Nextbigfuture recognizes that Scott Aaronson understands theoretical quantum computing. However, Scott has been wrong about Dwave’s potential from the beginning. Scott does not understand business or what is useful to companies or people. Dwave is solving protein folding, Machine learning problems for Google, problems for Lockheed, problems for US intelligence and other customers. Academics take decades for an elegant one, two or four qubit system. As noted while Scott Aaronson was getting into magazines or mainstream reports as the vocal skeptic, I had correctly identified the potential and speed with which it would happen. Recall a few paragraphs above about calling the commercial sale for years before it happened. Yet people who think they are clever about Dwave keep quoting Aaronson who was repeatedly wrong.

There are dozens of ways to build quantum computing systems. Qubits made from quantum dots could scale to many trillions. The early Dwave Systems could be the Wright Flyer of computing. It could beat the hot air balloons or blimps of computing.

If bigger optimization problems are solved then the answers can be hard coded into classical systems to provide the speedup. Software would include or refer to solved answers just like referring to long solutions for PI. Dwave has already built software where a quantum computer could be accessed over a cloud. This would be like a function call to another system but the other system is a remote quantum system.

Venture Capitalist Steve Jurvetson (Draper Fisher Jurvetson is an investor in Dwave Systems) describes the speedup for Dwave Systems’ Adiabatic Quantum computers.

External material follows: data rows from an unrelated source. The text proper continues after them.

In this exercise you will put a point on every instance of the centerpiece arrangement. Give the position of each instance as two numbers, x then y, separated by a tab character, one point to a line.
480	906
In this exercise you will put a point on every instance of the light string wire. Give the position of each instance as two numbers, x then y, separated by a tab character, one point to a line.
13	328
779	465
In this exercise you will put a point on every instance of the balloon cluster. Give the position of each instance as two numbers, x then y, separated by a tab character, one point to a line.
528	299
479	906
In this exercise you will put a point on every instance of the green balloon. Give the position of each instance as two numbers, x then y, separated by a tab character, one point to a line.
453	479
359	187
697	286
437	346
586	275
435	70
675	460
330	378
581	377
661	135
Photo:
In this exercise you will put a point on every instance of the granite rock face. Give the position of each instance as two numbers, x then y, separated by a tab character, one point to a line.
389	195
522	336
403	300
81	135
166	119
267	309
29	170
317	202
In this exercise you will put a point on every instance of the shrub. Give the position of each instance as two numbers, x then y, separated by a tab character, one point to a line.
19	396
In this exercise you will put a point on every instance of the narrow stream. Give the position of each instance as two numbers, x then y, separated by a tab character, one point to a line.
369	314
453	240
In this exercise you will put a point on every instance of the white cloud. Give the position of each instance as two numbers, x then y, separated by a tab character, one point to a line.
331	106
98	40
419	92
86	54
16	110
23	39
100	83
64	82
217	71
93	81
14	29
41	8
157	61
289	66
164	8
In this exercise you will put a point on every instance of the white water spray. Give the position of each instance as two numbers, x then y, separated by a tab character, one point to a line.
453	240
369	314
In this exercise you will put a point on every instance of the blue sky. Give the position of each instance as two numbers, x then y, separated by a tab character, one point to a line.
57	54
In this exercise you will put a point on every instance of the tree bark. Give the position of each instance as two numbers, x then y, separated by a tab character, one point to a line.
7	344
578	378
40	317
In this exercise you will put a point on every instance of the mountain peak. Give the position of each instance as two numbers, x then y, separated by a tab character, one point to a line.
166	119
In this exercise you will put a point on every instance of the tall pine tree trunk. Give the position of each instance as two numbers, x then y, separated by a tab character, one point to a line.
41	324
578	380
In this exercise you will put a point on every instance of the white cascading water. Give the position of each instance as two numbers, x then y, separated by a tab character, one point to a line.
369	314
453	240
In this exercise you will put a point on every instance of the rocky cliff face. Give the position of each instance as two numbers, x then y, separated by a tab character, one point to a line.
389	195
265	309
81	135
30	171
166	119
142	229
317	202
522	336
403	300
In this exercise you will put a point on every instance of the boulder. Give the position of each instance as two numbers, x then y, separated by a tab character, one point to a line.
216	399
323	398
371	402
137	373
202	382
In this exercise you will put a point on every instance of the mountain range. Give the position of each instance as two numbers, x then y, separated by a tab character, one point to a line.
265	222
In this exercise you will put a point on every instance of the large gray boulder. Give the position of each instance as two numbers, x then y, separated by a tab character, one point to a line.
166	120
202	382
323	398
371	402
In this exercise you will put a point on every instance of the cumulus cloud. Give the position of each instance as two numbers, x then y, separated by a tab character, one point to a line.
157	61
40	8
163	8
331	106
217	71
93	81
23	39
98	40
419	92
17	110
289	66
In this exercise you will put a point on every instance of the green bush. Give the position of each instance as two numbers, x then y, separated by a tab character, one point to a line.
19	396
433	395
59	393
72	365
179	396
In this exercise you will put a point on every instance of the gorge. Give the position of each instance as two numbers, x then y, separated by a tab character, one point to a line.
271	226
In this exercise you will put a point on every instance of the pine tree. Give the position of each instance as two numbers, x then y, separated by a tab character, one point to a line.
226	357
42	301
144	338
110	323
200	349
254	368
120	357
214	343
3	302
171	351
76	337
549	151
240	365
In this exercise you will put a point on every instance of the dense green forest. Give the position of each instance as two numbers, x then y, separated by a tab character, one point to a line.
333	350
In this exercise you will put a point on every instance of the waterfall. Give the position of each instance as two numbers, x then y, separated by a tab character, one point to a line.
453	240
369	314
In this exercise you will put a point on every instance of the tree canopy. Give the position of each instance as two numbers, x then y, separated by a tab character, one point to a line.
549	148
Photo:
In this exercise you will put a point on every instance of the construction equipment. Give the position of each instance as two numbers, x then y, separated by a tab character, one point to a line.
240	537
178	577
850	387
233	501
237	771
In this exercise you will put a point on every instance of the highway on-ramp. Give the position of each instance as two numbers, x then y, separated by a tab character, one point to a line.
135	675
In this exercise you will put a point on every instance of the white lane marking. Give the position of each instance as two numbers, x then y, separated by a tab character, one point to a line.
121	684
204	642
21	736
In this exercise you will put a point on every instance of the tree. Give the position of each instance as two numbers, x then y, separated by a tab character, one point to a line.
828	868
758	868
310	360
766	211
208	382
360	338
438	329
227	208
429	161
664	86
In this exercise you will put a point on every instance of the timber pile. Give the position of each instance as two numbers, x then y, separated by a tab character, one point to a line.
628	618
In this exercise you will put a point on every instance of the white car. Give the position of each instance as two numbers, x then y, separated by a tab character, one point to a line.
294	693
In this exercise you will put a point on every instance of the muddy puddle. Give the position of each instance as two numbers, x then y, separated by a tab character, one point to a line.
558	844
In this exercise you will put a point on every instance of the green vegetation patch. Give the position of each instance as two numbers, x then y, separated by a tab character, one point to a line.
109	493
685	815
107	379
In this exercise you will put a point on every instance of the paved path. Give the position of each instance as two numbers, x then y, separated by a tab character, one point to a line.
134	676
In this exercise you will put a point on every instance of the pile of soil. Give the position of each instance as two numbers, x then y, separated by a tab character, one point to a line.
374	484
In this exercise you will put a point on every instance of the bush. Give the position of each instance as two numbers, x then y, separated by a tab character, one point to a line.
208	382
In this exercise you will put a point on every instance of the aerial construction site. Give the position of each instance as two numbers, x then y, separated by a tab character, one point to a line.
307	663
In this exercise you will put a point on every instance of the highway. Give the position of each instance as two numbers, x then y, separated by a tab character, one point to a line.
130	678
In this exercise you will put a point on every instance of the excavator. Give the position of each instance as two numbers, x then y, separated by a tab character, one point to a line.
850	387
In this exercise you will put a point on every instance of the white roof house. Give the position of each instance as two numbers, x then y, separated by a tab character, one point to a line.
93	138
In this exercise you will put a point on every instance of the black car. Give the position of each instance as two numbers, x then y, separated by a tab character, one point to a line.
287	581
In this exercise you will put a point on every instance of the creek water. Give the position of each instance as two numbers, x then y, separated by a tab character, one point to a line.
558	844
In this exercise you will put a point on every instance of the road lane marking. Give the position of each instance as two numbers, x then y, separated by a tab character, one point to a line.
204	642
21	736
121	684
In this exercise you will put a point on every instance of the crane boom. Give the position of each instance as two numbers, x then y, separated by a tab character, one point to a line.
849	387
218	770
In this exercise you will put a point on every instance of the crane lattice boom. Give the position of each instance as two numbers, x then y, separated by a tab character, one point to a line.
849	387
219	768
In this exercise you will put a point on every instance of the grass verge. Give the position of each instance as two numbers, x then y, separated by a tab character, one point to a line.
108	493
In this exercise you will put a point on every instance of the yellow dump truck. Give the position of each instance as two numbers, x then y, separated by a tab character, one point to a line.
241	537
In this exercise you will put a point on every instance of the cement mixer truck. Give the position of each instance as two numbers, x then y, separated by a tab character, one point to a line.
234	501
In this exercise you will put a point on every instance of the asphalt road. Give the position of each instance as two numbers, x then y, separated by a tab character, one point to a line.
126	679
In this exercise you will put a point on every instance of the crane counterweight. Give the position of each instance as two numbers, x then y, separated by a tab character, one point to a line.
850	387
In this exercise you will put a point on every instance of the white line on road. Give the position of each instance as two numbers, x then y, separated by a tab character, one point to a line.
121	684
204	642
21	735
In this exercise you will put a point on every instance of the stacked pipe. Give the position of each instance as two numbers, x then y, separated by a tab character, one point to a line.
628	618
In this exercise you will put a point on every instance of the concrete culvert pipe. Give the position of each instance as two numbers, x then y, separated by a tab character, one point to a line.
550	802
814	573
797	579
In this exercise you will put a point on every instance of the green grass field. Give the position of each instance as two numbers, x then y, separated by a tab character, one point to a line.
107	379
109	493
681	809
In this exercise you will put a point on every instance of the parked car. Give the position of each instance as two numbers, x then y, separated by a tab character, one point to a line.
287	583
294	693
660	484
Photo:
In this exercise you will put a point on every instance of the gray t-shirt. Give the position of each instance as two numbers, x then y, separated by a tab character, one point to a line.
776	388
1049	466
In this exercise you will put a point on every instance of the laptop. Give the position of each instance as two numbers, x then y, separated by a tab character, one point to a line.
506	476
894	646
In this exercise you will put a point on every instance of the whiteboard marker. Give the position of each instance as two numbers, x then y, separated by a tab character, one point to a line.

At 2000 to 4000 qubits, Dwave Systems adiabatic quantum computer should become faster than classical computers for discrete optimization problems. Dwave should reach that level of qubits by about 2015. This system has 2048 physical qubits with 1152 active. It is non-trivial to get the full architecting and testing to enable all of the qubits.

Dwave is on track to ten thousand qubits by about 2017. They would be disappointed not to reach millions of qubits by 2024.

The potential is vast but knowing what is possible and what must be done to advance performance involves confirming theories with actual physics. The work is generating lots of scientific papers because it is breaking new ground in science. In spite of the experimental nature, there is still progress toward application to real world problems.

* Google has applied the systems to improving Machine learning, Image recognition and classification.
A classical system has trouble with outlier examples from images. An algorithm applied to Dwave Systems eliminates outliers. This speeds up automated machine learning.

* Fedex and some US Government agencies have massive organizations that work to squeeze out optimization improvement in logistics or large numbers of simultaneous linear equations. They have a lot of mathematicians working on exact or very good approximate solutions. Lockheed is trying to determine how to use DWave systems to computationally validate optimizations for systems like the F35 jet and other complex systems and projects. Smaller optimizations are for doctors who are looking to minimize the amount of radiation a patient is exposed to for cancer treatment. They have a small clinic and are using off the shelf software on a personal computer. Using a DWave system remotely can produce better results than the off the shelf software on a PC. Dwave was already ten thousand times faster than unoptimized off the shelf software. Classical (regular) computers needed to have tuned classical software from a research team to match Dwaves 500 qubit software. The cancer doctors does not have a team of academic optimization experts working on his radiation treatment plan that he needs to use next week. Therefore, there is already commercial utility to DWave’s systems over realworld situations.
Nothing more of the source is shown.